Some Thoughts on the LLMs-as-compilers Analogy

There’s a common metaphor in discussions about LLMs and programming: they are the next version of compilers. This metaphor is attractive because, with certain use-modes, using an LLM can feel pretty similar to using a compiler: you describe to the computer the program you want: and out pops an executable.

Alperen Keles wrote a nice post about this, which you should also read, but I had a slightly different take. Alperen’s post is about what a high-level language is.

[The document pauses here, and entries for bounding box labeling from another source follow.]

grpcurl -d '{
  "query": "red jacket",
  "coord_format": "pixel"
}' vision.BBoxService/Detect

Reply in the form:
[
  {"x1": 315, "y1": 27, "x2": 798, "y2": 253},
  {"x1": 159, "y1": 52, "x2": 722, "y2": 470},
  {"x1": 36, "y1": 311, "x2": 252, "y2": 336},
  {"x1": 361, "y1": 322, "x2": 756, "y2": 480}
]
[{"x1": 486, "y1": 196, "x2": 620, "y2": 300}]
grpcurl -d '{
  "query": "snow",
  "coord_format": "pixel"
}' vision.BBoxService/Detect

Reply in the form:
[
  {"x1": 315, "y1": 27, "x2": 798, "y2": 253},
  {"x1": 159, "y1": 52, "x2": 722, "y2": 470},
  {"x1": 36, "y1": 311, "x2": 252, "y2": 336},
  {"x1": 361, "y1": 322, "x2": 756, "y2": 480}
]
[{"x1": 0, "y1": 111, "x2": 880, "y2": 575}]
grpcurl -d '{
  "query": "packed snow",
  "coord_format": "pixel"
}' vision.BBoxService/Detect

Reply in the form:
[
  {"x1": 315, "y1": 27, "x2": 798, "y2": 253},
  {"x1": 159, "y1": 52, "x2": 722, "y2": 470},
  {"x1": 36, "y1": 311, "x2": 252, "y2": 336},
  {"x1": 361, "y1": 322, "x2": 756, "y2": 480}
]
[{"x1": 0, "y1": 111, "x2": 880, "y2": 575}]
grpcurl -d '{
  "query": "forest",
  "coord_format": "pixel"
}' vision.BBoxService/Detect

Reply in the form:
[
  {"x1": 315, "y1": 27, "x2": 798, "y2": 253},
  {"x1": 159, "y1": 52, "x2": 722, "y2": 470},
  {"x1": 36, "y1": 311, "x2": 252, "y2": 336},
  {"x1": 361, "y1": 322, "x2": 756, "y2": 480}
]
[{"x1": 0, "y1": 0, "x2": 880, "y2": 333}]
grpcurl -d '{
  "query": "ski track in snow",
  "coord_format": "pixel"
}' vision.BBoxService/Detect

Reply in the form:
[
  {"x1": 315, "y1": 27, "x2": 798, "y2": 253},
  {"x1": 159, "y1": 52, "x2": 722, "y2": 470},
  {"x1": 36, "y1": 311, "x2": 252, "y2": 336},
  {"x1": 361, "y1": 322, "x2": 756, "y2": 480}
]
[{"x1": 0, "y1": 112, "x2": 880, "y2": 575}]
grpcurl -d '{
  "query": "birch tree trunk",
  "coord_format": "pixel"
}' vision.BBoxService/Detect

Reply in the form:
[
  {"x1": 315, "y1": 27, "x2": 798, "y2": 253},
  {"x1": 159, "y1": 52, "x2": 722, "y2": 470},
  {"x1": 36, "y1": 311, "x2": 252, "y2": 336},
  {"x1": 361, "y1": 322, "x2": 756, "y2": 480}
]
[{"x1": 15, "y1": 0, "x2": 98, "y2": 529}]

I want to speak about what a compiler is, and why I think the metaphor doesn’t hold up perfectly. To me, solid, production ready compilers are not just pieces of code, they are artifacts of a software community. The issue isn’t that we have to absolutely sure that compilers don’t have bugs. While formal verification of compilers is possible, very few people use verified compilers. The major compilers: gcc, clang, javac, rustc, etc, all have bugs. None of them are formally verified. It’s not a mystery if a formally verified compiler would make this better, we know it for a fact. CSmith found a whole bunch of bugs in C optimizers, and none in the verified optimizer in CompCert.

The real differentiator is this: when there is a bug report, it is reliably possible to localize the fault in the source code of the compiler, repair that fault. Users of the compiler has a reasonably high level of assurance that same bug won’t re-emerge

The first two points are enabled by compilers being traditional software instead of learned algorithms, the last by the fact that clang is not just code, but group of people that have certain engineering standards and practices, like testing. Each passing test in a regression suite is concrete evidence of a fault not being re-introduced. This isn’t possible with LLMs. You can’t do fault localization to find which weights caused the issue. Even if you could you couldn’t tweak it. (Interpretability research is trying! But has not succeeded yet) This is an important difference and will motivate classical, symbolic software sticking around. This isn’t to say LLMs won’t be used to generate some of that software (I think they will), or that natural language to code isn’t a useful tool (it is), or even that ML algorithms can’t be useful inside a compiler. Just that these are different technologies, and obscuring that with analogies is likely flattening an important distinction.